Ojalá nunca hubiera aprendido a odiar mi cuerpo. Desde que tengo memoria, he habitado un cuerpo gordo y, aunque hoy lo acepto, no siempre fue así. Aprendí temprano que mi tamaño era visto como un problema a corregir. Crecí escuchando comentarios como: “Es por tu salud”, “Solo queremos lo mejor para ti”, “tienes que tener fuerza de voluntad”. Estas palabras insinuaban que mi cuerpo era una falla, una prueba de falta de esfuerzo.
Nuestra cultura enseña a las mujeres a ocupar el menor espacio posible, a encogernos, a disculparnos por existir. Nos crían para ser objetos de deseo, no protagonistas de nuestra propia vida. Para las mujeres gordas, esta violencia se intensifica: nuestros cuerpos son vistos como públicos, propiedad colectiva. Se nos juzga, aconseja sin pedirlo y se utiliza como advertencia o chiste. La gordofobia es también una violencia de género.
Como psicóloga clínica especializada en manejo de estrés y autocuidado, he vivido y observado esta realidad en muchas personas. La gordofobia no es solo una cuestión de autoestima; es un problema de salud pública que excluye, margina y niega derechos básicos.
Nos dicen que el peso es el mayor determinante de la salud, pero la evidencia científica cuenta otra historia. Hay personas gordas que gozan de buena salud y personas delgadas que padecen enfermedades. El bienestar no depende exclusivamente de la talla; factores como el acceso a la salud, el estrés crónico y el estigma pesan tanto o más que cualquier número en la báscula. Sin embargo, seguimos culpando a las personas gordas por las condiciones que esta misma sociedad les impone.
En los consultorios médicos, la gordofobia es real. ¿Cuántas veces una mujer gorda ha sido ignorada, sus síntomas reducidos a “baje de peso y verá que todo mejora”? ¿Cuántas han evitado ir al médico por miedo a la humillación? Hablar de salud en todas las tallas no es “promover la obesidad”, como algunos insisten en decir. Es exigir atención médica basada en evidencia y libre de sesgos. Es reconocer que todas las personas, sin importar su cuerpo, merecen respeto y acceso a la salud.
El feminismo me dio las palabras para entender que la forma en que aprendemos a relacionarnos con nuestros cuerpos no es natural, sino impuesta.
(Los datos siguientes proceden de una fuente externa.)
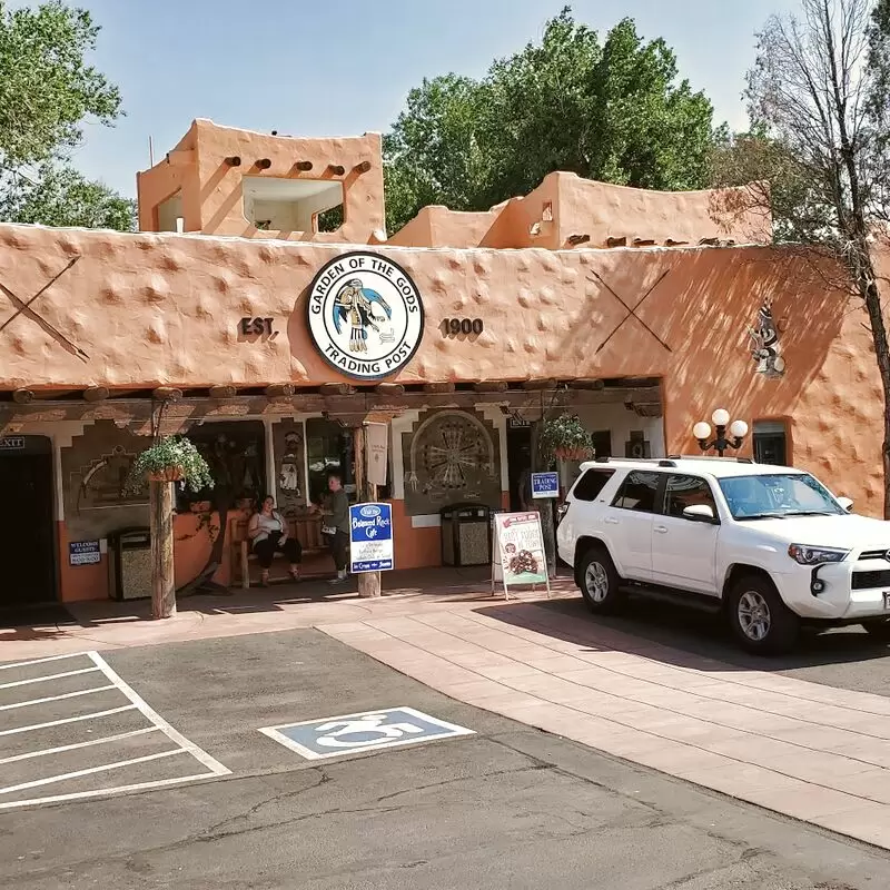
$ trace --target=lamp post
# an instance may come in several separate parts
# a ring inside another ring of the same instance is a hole
[[[714,437],[711,438],[711,424],[706,421],[699,421],[692,427],[692,435],[699,439],[699,447],[703,452],[714,448],[718,456],[722,457],[728,448],[741,448],[744,437],[748,435],[748,424],[744,421],[733,421],[730,423],[730,413],[725,408],[718,408],[711,415],[714,424]],[[729,436],[726,431],[729,427]]]

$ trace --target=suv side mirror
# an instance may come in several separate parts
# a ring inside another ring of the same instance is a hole
[[[715,522],[714,508],[708,504],[693,504],[683,511],[683,518],[690,522]]]

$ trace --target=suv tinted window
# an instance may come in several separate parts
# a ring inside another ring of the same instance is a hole
[[[657,473],[634,469],[622,483],[612,506],[636,510],[641,513],[655,512],[655,490],[659,487]]]
[[[595,501],[605,484],[615,475],[614,469],[589,469],[577,481],[572,498],[575,501]]]
[[[705,479],[698,476],[668,476],[664,490],[664,512],[669,516],[682,516],[686,507],[695,504],[705,504],[716,513],[716,503],[711,492],[711,486]]]

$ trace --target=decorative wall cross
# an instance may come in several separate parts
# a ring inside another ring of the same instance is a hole
[[[671,347],[636,314],[636,310],[643,305],[645,299],[664,280],[665,276],[670,269],[665,269],[656,279],[655,283],[643,294],[642,297],[636,301],[633,308],[631,308],[601,277],[597,275],[593,269],[591,269],[591,275],[593,275],[596,280],[606,289],[609,293],[627,310],[627,315],[619,322],[612,333],[596,347],[596,352],[601,352],[609,340],[619,333],[619,330],[623,327],[624,323],[629,318],[635,318],[669,353],[673,352]]]
[[[43,328],[43,330],[47,334],[49,334],[58,344],[60,344],[62,348],[71,353],[71,355],[77,356],[82,362],[89,360],[89,356],[76,343],[72,343],[68,337],[66,337],[65,334],[62,334],[61,330],[51,325],[49,322],[47,322],[46,318],[43,318],[40,314],[38,314],[34,309],[31,308],[31,304],[36,303],[40,297],[42,297],[43,294],[46,294],[47,290],[49,290],[50,287],[52,287],[52,285],[55,285],[56,281],[58,281],[59,278],[61,278],[62,275],[65,275],[68,271],[68,269],[70,269],[79,259],[80,257],[76,256],[72,257],[70,260],[68,260],[68,265],[61,271],[59,271],[57,275],[50,278],[49,281],[47,281],[47,284],[44,284],[43,287],[41,287],[40,290],[38,290],[37,294],[34,294],[27,301],[18,297],[2,281],[0,281],[0,291],[6,294],[7,299],[12,304],[12,307],[16,309],[16,312],[12,313],[12,315],[9,318],[7,318],[7,320],[3,322],[2,325],[0,325],[0,332],[3,332],[20,315],[23,315],[30,318],[34,324],[40,325],[40,327]]]

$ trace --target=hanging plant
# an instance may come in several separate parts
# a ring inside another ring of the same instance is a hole
[[[207,461],[184,436],[167,436],[146,448],[130,466],[126,490],[140,491],[145,479],[179,482],[192,492],[214,487]]]
[[[576,414],[563,414],[544,423],[541,451],[548,462],[554,457],[561,461],[585,461],[593,454],[591,434]]]

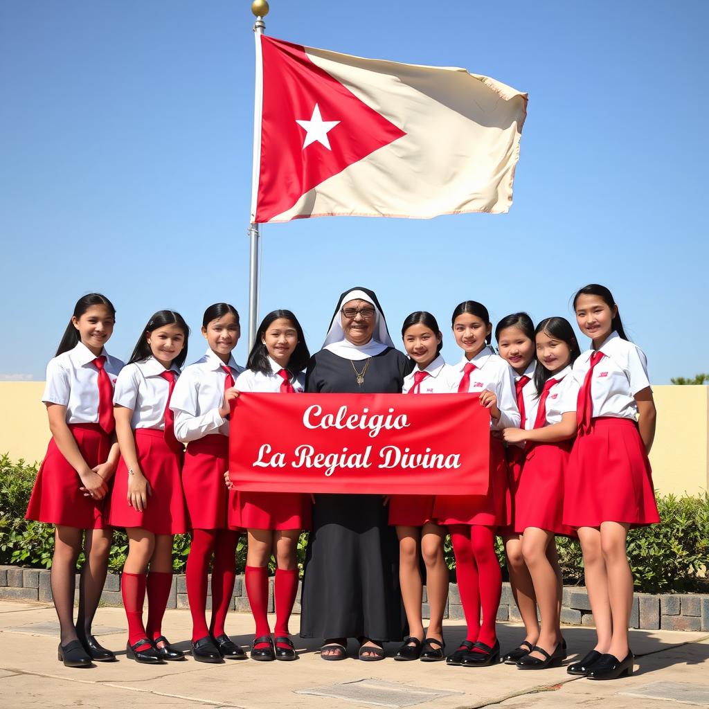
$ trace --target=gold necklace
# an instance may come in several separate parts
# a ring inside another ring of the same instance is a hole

La culpa y la vergüenza que cargamos fueron sembradas en cada comentario sobre nuestra apariencia, en cada mirada de juicio, en cada promesa de que seríamos más felices si fuéramos más pequeñas.
Pero el feminismo también me dio herramientas para resistir. Para cuestionar la idea de que mi cuerpo es un problema a solucionar. Para entender que cuidar de mí misma no significa someterme a castigos disfrazados de disciplina, sino construir bienestar desde el respeto, la autocompasión y la autonomía.
Hoy, mi relación con mi cuerpo es otro frente de lucha. Cuidarlo porque lo amo y no porque lo odio es parte de mi resistencia. Comer sin culpa, moverme sin castigo, habitarlo sin pedir disculpas, es también una forma de desafiar las reglas impuestas. Merezco estar bien, no cuando mi cuerpo cambie, no cuando encaje en la norma, sino aquí y ahora.
Este 4 de marzo, en el Día Mundial contra la Gordofobia, te invito a cuestionar lo que nos han enseñado sobre el peso, la salud y el valor de las personas. Pregúntate: ¿cuántas veces has juzgado un cuerpo sin conocer su historia? ¿Cuántas veces te has negado a disfrutar algo por miedo a ocupar demasiado espacio? ¿Cuántas veces has sentido que tu cuerpo es un obstáculo y no un hogar?
Cuidar de mi cuerpo en sus propios términos, construir bienestar sin importar mi peso y rechazar la idea de que mi valor está ligado a mi talla es también una declaración feminista. Es reafirmar que todas las mujeres, en todos los cuerpos, merecemos vivir en paz con nosotras mismas.